Quase sempre, os comentadores fizeram de conta não compreender a que uso se podia destinar um livro que não saberiam classificar em nenhuma das categorias das produções intelectuais que a sociedade ainda dominante quer ter em consideração, e que não é escrito do ponto de vista de nenhuma das profissões especializadas que ela encoraja. As intenções do autor parecem, portanto, obscuras. Porém nada têm de misterioso. Clausewitz, em A Campanha de 1815 em França, notou: «Em toda a crítica estratégica, o essencial é colocar-se exactamente no ponto de vista dos actores; é verdade que isto é frequentemente muito difícil. A grande maioria das críticas estratégicas desapareceria complemente, ou reduzir-se-ia a ligeiras diferenças de compreensão, se os escritores quisessem ou pudessem colocar-se, pelo pensamento, em todas as circunstâncias em que se encontram os actores.»

Em 1967, eu quis que a Internacional Situacionista tivesse um livro de teoria. A I.S. era nesse momento o grupo extremista que mais tinha feito para trazer de volta a contestação revolucionária à sociedade moderna; e era fácil de ver que este grupo, tendo já imposto a sua vitória no terreno da crítica teórica, e tendo-a habilmente prosseguido no da agitação prática, aproximava-se então do ponto culminante da sua acção histórica. Portanto, tratava-se de que um tal livro estivesse presente nas alterações que viriam em breve, e que o transmitiriam depois delas, à vasta continuação subversiva que não poderiam deixar de abrir. É sabida a forte tendência dos homens para repetir inutilmente os fragmentos simplificados das teorias revolucionárias antigas, cuja usura Ihes é escondida pelo simples facto de que não tentam aplicá-las a qualquer luta efectiva, para transformar as condições em que se encontram verdadeiramente; de tal forma que compreendem pouco melhor como estas teorias puderam, com sortes diversas, ser determinantes nos conflitos doutros tempos. Apesar disto, não oferece duvida para quem examina friamente a questão, que aqueles que querem abalar realmente uma sociedade estabelecida devem formular uma teoria que explique fundamentalmente esta sociedade; ou pelo menos que tenha todo o ar de dar dela uma explicação satisfatória. Assim que esta teoria é um pouco divulgada, na condição de que o seja nos afrontamentos que perturbam a tranquilidade pública, e mesmo antes dela chegar a ser exactamente compreendida, o descontentamento por toda a parte em suspenso será agravado e atiçado, pelo simples conhecimento vago da existência de uma condenação teórica da ordem das coisas. E depois, é começando a dirigir com cólera a guerra da liberdade, que todos os proletários podem tornar-se estrafegas.
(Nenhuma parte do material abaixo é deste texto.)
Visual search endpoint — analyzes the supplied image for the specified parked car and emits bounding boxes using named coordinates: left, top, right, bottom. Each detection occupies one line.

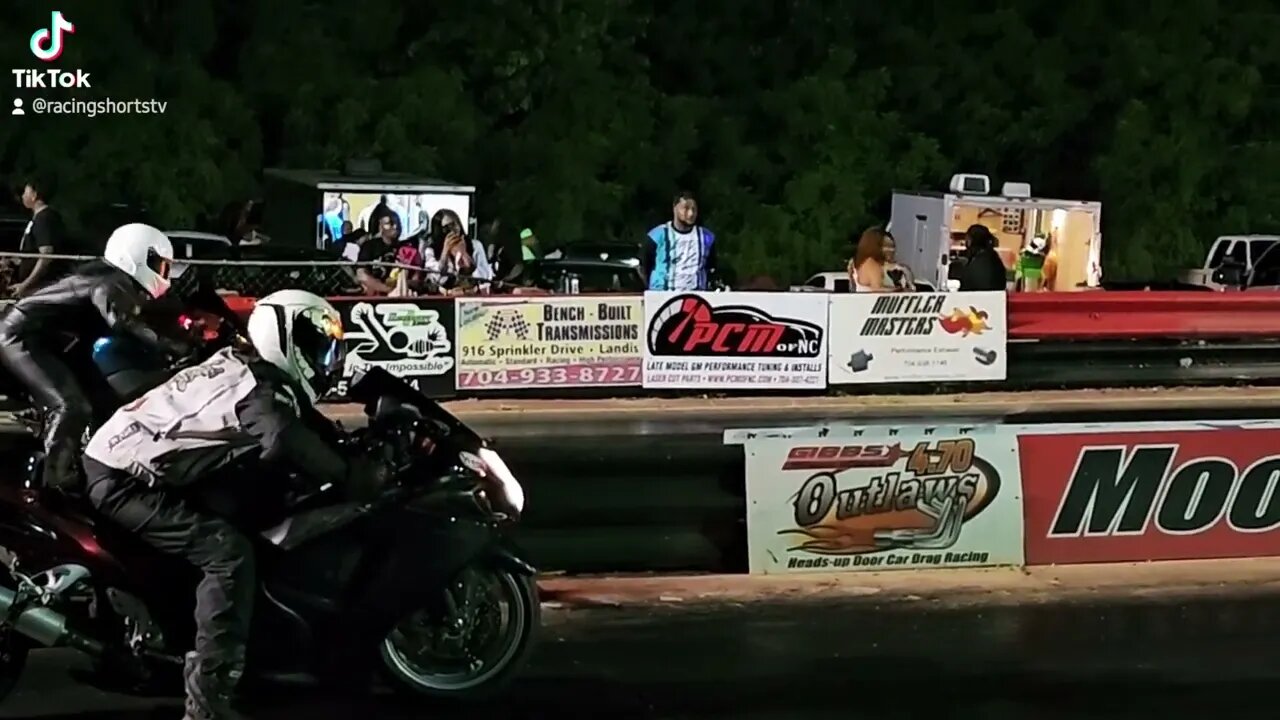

Sem dúvida, uma teoria geral calculada para este fim deve em primeiro lugar evitar aparecer como uma teoria visivelmente falsa; e portanto não deve expor-se ao risco de ser contraditada pela sucessão dos factos. Mas é preciso também que seja uma teoria perfeitamente inadmissível. É necessário que possa declarar mau, perante a estupefacção indignada de todos aqueles que o acham bom, o próprio centro do mundo existente, descobrindo-lhe a natureza exacta. A teoria do espectáculo responde a estas duas exigências.

O primeiro mérito duma teoria crítica exacta é fazer instantaneamente parecer ridículas todas as outras. Assim, em 1968, enquanto as outras correntes organizadas, no movimento de negação pelo qual começava a degenerescência das formas de dominação deste tempo, vieram defender o seu próprio atraso e as suas curtas ambições, nenhuma dispunha dum livro de teoria moderna, nem mesmo reconheceram nada de moderno no poder da classe que se tratava de derrubar, os situacionistas foram capazes de expor a única teoria da temível revolta de Maio; e a única que fazia a apreciação dos novos danos relevantes, que ninguém tinha dito. Quem chora pelo consenso? Nós matá-mo-lo. Cosa fatta capo ha.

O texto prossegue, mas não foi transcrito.